The Ugly Truth About Writing is...some authors only write one book.

I don't mean one book in quantity, although plenty of authors do that. I mean one book in essence.

A few secular examples: Barbara Cartland (fragile, penniless waif with heart-shaped face and huge eyes is rescued by brawny, impeccably-dressed millionaire), Piers Anthony (coming of age story for a boy or girl whatever), and Anne McCaffrey (young person with musical ability and some extraordinary talent must beat the odds to become the best dragon-rider, crystal singer, psionic, you fill in the blank). All three are prolific authors who write basically one book with variations.

Don't get me wrong. I have and love various books by each of these authors. Maybe not Barbara Cartland so much, but her books are like popcorn. Finished in an hour or two and you can still eat dinner. And, I think I own more books by Anne McCaffrey than any other author I read. She's certainly one of my biggest influences. I owe my tendency to link my worlds to her. I believe every book she's ever written involves the same universe in different chronology.

Even Barbara Hambly, one of my favorite authors, writes basically the same book. A stick-like warrior woman and a gangly wizard who doesn't actually use his magic fight some kind of all-powerful evil thing using sheer stubbornness and plodding methodology. I like her because she uses words I don't know and every once in a while, usually once per book, writes a sentence that grabs my heart and sticks in my brain.

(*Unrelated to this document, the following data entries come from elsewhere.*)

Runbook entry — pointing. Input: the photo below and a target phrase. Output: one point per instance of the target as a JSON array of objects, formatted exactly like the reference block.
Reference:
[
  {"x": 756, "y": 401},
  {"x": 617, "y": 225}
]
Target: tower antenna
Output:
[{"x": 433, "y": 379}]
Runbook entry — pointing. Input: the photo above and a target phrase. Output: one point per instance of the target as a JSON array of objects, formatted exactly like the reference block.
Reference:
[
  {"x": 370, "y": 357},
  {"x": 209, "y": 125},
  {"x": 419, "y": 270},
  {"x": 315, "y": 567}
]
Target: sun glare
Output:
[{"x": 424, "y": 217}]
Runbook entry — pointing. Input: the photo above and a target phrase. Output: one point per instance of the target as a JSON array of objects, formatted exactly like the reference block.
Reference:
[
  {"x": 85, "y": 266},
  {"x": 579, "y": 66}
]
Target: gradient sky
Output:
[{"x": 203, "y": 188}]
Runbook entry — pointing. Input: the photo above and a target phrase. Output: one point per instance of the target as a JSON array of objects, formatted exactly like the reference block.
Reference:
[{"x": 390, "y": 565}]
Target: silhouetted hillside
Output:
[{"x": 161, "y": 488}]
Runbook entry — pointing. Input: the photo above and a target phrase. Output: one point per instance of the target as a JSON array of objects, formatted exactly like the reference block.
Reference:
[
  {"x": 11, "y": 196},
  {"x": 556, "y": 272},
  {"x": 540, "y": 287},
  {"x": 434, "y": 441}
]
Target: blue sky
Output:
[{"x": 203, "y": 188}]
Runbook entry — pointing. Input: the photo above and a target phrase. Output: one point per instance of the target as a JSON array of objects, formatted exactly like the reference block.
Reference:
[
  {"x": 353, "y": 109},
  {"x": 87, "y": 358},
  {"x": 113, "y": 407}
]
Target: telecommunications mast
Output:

Let's examine C.S. Lewis's Narnia series. Those books are nothing alike, except that they take place, for the most part, in Narnia and Aslan shows up in all of them. I cannot say I like all the Narnia books equally, but that is not a bad thing, either. Lewis wrote more than one book, in essence as well as quantity.

And me? I want to think my books will be different. Now that I've started book 3 in a completely different series and genre than the other two, I'm not so sure. Two out of three begin with loners (although loners for different reasons), two out of three include tall, black, bald women warriors (I have no idea how that happened unless I blame Grace Jones in Conan the Destroyer), three out of three feature a mentor, and three out of three involve abandonment issues by parents or guardians. To quote Malcolm Reynolds from Firefly: "Huh."

On the other hand, if I can sell as many books as any of the authors I've listed, I'm totally okay with writing only one book. As long as it's a book people want to read.